でも、まだそのときは思っていた。いつか、いつか、渉くんの気持ちを私に向けられると。
その日は、そのあと、なんと言うこともない話をして別れた。駅まで送って行ってもらったあと、私はとんぼ返りして、美月さんの家のチャイムを鳴らしていた。
「はい?」
「お話があります。渉くんのことで」
「今開けます」
美月さんの顔が緊張していた。
「渉がどうかしたの?」
「渉くんとキスしました」
「・・・付き合ってるんだもの、キスくらいするでしょう?」
私は、見逃さなかった。美月さんの苦しそうな顔を。
「なんで、信也さんと付き合ってるんですか?」
「渉が、『いいやつだから、つきあってやれよ』って紹介してくれたの。
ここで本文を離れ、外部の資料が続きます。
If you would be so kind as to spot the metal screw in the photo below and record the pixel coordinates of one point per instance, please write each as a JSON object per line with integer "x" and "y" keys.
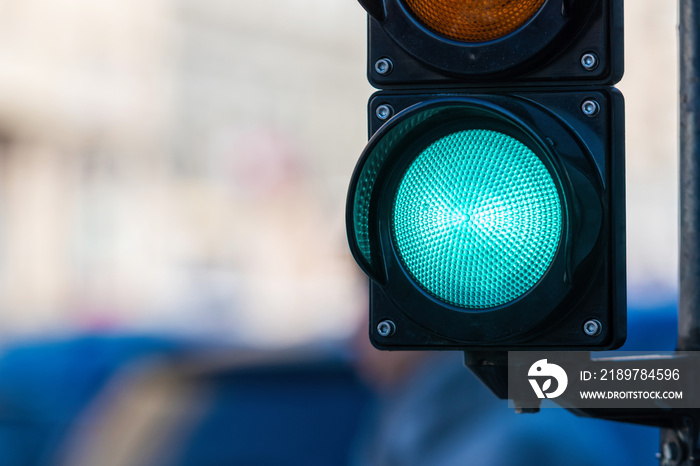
{"x": 590, "y": 108}
{"x": 384, "y": 111}
{"x": 671, "y": 453}
{"x": 589, "y": 61}
{"x": 592, "y": 328}
{"x": 386, "y": 328}
{"x": 383, "y": 66}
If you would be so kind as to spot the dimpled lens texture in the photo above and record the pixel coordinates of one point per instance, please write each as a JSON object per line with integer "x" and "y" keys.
{"x": 477, "y": 219}
{"x": 474, "y": 20}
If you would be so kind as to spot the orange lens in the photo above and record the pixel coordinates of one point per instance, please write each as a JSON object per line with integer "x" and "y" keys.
{"x": 474, "y": 20}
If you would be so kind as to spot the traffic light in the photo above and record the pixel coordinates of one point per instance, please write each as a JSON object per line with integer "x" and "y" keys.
{"x": 488, "y": 206}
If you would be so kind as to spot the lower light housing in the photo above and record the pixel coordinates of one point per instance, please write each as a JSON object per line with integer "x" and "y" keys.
{"x": 483, "y": 221}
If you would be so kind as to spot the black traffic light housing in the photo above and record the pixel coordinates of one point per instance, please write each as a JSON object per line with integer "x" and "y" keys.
{"x": 541, "y": 94}
{"x": 568, "y": 41}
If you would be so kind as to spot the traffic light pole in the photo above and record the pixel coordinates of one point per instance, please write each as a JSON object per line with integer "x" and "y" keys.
{"x": 679, "y": 445}
{"x": 680, "y": 429}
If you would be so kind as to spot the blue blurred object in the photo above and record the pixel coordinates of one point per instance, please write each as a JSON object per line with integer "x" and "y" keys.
{"x": 44, "y": 386}
{"x": 305, "y": 410}
{"x": 293, "y": 414}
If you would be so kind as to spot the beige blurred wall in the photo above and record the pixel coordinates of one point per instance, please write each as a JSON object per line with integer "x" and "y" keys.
{"x": 180, "y": 166}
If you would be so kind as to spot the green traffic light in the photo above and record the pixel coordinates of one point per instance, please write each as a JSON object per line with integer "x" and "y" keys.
{"x": 477, "y": 219}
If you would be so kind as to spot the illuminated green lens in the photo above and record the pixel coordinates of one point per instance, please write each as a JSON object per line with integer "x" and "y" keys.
{"x": 477, "y": 219}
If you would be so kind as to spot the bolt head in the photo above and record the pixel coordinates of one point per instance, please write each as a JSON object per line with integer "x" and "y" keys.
{"x": 590, "y": 108}
{"x": 386, "y": 328}
{"x": 592, "y": 328}
{"x": 383, "y": 66}
{"x": 589, "y": 61}
{"x": 384, "y": 112}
渉の紹介なら、間違いないかな、って」
「で、信也さんを愛してるんですか?」
ひと呼吸置いたあと、美月さんは答えた。
「いい人だと思う」
「答えになってません。あなたが本当に好きなのは渉くんじゃないんですか?」
「・・・そんなはずないじゃない。兄妹みたいなものよ」
うそだ。そのセリフを口にするときの戸惑いを私は見逃さなかった。
「・・・分かりました」
私は、心がギシギシ言うのを感じていた。